The flip side to the frigid weather in much of the U.S. is record warmth in the West. Parts of Alaska hit the mid-50s this week.
And it's dry -- 93 percent of California is in a severe drought that's going on four years.
A time-lapse video shows the mountaintops of Squaw Valley. There's so little snow next month's World Cup ski event had to be cancelled.
Nevada's Lake Mead Reservoir, which provides water for 20 million people, is less than half full.
And in Oregon, the snowpack on Mount Hood is so low, farmer Jon Laraway fears water rationing come spring.
"Growers may have to go on a schedule basis, where they can't irrigate as much," Laraway says. "We've never had to do that on this side of the valley."

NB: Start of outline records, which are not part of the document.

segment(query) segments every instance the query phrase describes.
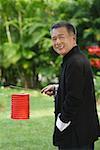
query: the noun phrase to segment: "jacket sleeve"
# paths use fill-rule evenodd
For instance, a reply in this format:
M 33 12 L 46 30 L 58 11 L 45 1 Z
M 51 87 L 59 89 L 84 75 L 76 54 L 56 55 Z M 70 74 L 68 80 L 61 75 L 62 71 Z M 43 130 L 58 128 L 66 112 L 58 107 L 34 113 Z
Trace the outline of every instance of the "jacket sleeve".
M 65 97 L 60 119 L 63 122 L 73 121 L 82 104 L 84 90 L 84 64 L 79 61 L 71 63 L 65 71 Z

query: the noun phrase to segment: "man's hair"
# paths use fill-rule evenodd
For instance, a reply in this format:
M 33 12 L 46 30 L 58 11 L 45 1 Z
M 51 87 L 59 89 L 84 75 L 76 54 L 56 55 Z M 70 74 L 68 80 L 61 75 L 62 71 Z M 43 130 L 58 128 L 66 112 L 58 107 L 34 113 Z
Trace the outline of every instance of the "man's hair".
M 66 22 L 66 21 L 62 21 L 62 22 L 58 22 L 56 24 L 54 24 L 52 27 L 51 27 L 51 30 L 52 31 L 53 29 L 57 29 L 57 28 L 61 28 L 61 27 L 65 27 L 68 31 L 68 33 L 74 33 L 75 35 L 77 35 L 77 31 L 76 31 L 76 28 L 69 22 Z

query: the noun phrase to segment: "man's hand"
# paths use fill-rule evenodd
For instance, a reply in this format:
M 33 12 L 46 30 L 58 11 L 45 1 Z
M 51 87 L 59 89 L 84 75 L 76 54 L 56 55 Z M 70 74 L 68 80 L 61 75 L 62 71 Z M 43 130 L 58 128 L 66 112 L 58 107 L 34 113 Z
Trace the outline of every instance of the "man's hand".
M 45 93 L 49 96 L 52 96 L 52 95 L 54 95 L 54 90 L 55 90 L 55 84 L 52 84 L 52 85 L 48 85 L 48 86 L 44 87 L 41 90 L 41 93 Z

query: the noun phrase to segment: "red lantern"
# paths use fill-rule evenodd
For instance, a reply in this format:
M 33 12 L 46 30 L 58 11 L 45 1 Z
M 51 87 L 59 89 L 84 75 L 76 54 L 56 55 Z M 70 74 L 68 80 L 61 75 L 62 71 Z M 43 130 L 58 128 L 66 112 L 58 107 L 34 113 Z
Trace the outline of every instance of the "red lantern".
M 29 119 L 29 94 L 12 95 L 11 118 Z
M 100 47 L 99 46 L 90 46 L 90 47 L 88 47 L 88 52 L 90 55 L 100 56 Z

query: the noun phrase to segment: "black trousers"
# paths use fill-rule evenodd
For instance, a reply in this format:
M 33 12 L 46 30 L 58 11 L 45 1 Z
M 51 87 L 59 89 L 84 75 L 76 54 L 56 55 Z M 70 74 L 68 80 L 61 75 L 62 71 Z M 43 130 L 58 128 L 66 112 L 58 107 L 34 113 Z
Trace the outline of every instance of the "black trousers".
M 91 144 L 91 145 L 85 145 L 81 148 L 72 148 L 72 149 L 69 149 L 69 148 L 66 148 L 66 147 L 58 147 L 58 150 L 94 150 L 94 143 Z

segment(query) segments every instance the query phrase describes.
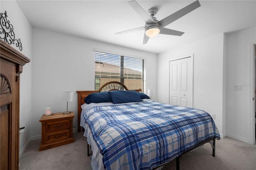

Scientists blame what they call a "ridiculously resilient ridge" of high pressure off the coast of California. It has been blocking winter storms and keeping temperatures above normal.
"I think it's unprecedented, because we are seeing the warmest temperatures we've seen on record," says meteorologist Eric Boldt. "Often, the high pressure will start shift back to the west and we start to see colder storm moving through our region, but that just hasn't happened the last two years."
Northern California did get several inches of rain earlier this month. But mountain snow is what matters most.
The spring snow melt provides a third of California's water, helping fill the state's nearly empty reservoirs. The latest snow survey found the Sierra Nevada snowpack at just 12 percent of normal.
Government scientists now predict a fourth-straight year of drought in the West. It's even dry in Hawaii -- nearly half the state is in a drought.